As for who Maryland should hire, I go big after Tom Herman down at Houston. The Terps think they can be the Oregon of the east coast, a traditional also ran with a huge backing from a major athletic company. Only this time it's Under Armour instead of Nike. Regardless of who you hire, you need a coach who plays an exciting, offensive brand of football.

How much has Ohio State's offense collapsed since Herman left? It's exactly like what happened to the 2009 Florida Gator offense after Dan Mullen left for Mississippi State.

I'm really intrigued to see what Maryland does here because there's a good shot that the Virginia job is also open at the same time.

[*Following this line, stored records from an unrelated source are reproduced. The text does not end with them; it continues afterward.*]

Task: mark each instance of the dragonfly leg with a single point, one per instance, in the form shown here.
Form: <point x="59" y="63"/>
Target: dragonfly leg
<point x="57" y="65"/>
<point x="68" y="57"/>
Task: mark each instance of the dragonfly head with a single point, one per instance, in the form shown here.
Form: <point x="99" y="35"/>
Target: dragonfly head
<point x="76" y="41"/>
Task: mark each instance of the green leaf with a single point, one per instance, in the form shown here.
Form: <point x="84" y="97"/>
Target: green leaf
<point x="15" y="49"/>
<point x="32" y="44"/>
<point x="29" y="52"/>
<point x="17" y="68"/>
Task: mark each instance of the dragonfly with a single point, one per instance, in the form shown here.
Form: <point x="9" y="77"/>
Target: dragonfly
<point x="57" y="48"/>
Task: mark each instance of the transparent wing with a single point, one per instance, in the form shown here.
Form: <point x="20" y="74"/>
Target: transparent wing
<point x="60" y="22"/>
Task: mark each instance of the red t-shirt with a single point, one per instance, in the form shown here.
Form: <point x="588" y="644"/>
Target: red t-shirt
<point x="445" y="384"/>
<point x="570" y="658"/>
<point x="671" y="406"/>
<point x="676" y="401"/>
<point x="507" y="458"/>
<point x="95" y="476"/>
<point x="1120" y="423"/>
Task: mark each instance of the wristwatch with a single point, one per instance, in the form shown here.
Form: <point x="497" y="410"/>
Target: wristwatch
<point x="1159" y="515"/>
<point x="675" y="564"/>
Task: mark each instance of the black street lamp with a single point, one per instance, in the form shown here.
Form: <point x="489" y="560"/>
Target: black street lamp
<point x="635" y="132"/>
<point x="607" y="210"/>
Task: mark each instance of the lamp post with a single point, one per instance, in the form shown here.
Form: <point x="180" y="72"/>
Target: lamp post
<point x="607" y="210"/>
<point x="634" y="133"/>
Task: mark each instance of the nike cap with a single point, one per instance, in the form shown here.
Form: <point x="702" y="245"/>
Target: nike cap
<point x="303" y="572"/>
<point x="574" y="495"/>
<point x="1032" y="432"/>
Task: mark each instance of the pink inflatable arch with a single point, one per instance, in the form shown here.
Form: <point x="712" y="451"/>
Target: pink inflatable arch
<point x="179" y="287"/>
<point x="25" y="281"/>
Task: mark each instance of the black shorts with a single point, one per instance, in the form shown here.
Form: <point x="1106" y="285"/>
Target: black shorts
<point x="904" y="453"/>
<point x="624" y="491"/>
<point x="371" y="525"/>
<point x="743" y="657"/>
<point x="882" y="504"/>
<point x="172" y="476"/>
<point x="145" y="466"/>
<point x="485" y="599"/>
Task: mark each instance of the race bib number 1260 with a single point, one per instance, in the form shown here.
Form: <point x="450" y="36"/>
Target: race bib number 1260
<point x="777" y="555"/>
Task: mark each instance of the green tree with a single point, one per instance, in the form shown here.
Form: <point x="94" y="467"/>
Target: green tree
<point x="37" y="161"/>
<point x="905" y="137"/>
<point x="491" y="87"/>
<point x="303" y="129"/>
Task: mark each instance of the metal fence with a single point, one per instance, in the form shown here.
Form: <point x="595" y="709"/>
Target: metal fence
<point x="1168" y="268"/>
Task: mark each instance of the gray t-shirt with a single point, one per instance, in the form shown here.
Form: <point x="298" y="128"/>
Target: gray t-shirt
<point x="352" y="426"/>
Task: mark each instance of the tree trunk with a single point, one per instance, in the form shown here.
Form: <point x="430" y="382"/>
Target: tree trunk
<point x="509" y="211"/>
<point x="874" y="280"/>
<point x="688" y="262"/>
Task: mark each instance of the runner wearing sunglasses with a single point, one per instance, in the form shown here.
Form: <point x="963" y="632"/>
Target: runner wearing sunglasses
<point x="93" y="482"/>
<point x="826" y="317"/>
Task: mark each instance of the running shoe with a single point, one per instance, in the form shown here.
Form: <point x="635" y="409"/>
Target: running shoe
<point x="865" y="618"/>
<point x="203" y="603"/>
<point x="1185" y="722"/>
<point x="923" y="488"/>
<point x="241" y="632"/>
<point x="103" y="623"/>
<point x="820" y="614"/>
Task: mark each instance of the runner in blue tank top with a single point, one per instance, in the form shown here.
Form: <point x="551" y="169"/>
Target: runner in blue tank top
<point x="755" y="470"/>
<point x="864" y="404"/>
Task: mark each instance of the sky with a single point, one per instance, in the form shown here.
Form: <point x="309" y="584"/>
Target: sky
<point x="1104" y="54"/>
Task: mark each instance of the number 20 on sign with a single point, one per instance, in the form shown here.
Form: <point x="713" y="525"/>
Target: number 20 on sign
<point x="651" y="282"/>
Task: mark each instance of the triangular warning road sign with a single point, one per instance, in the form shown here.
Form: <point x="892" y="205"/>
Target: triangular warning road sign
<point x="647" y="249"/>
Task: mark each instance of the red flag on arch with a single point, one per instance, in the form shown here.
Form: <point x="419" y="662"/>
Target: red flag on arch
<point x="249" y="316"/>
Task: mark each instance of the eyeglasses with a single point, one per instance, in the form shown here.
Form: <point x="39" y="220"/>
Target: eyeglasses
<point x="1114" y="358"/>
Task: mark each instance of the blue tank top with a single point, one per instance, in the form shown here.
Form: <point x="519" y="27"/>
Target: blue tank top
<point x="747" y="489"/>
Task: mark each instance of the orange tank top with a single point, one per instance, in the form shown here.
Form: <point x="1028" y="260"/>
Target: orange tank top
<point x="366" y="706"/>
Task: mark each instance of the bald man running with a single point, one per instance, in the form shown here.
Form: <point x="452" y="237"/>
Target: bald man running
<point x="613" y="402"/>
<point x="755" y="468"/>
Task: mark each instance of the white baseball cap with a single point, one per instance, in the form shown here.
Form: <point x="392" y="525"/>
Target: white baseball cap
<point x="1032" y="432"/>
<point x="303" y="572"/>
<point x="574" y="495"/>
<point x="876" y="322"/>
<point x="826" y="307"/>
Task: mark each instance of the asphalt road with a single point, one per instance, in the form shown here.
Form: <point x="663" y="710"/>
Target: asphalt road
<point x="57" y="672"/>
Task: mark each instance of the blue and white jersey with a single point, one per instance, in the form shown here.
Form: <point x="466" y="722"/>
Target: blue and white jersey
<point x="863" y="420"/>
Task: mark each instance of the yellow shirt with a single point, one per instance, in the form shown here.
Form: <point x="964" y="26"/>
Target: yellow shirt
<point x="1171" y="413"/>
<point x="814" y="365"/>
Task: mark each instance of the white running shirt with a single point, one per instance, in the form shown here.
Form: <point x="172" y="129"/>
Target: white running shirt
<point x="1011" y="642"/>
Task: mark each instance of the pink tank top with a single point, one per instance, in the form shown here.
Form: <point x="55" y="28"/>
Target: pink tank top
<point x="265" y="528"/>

How good of a hire can they make?

J.T. writes:

"This summer I vacationed at Navarre Beach FL with the family. It was lovely by the way. As I was sitting on the beach I started thinking about this: if the Germans had somehow built up their transport and airlift capabilities to the extent that they could have invaded America during WWII; where would they have come in? Topography, lack of bridges and defensibility were also considered as I thought they may do a reverse march from the sea; invading Pensacola with its natural port and grabbing Atlanta and cutting off Florida. Or would they have just come in and tried to seize NYC or Washington in a relatively boxed in and highly populated areas? Or Houston to get access to the Texas oil fields? What do you think?"

I'm far from a military genius, but I think you have to attack from the Atlantic Ocean to free up your supply line. It's much easier to resupply your troops with the entire ocean than it is to work your way into the Gulf. So if you come into the Gulf the problem is how do you support those troops? You can't resupply very easily.

It's also much tougher to avoid detection there, you can mobilize troops and defend the gulf much easier than you can the entire eastern seabord.

So I think you force the United States to defend the entire East Coast -- the proverbial run pass option on third down -- and then hit them on a part of the country that they probably aren't anticipating defending. Figure most of the defense goes to the big cities in the northeast. Florida is well defended because it's America's dangling penis, out there on its own. So what happens when the Germans come ashore in South Carolina?

From there you have so many invasion routes to pursue.

You can avoid the major mountains and get into the South fairly easily. From Atlanta you can head north and threaten the Midwest or you can head further South and threaten the oil supplies in Texas. Or you can turn back up and attack the east coast from the rear while you simultaneously attack from the sea. Admittedly, I'm not an expert on American industrial might in the 1940's, but I think you make a run at Ohio and Michigan, which are tough to defend in the middle of the country once you've got an invading army that can still attack you on the coasts.

There have to be secret plans for Germany invading America somewhere, right? I'd love to see those.

Dave F. writes:

"Clay

Baylor plays Kansas this weekend and even though the game is at Kansas I feel like Baylor could put up 100. There is a log jam among the teams ranked 2-6 and this would definitely separate Baylor. They have the offense to do it and this Kansas team might be the worst power 5 team ever. Is 100 possible on Saturday?"

I think 100 is definitely possible. In fact, I have zero doubt that if this were like a hostage situation and someone had kidnapped Art Briles's family and the only way they could come home safely was if his team scored 100 that Baylor would score 100 on Kansas.

I took Baylor - 41.5 in this game and I'm not sure how many points you'd have to give me not to take them in this one. 50? I just don't see how Kansas ever stops this offense.

Get rich, kids, the Bears win big.

...

Have great weekends. And pray for me not to puke on the airplane.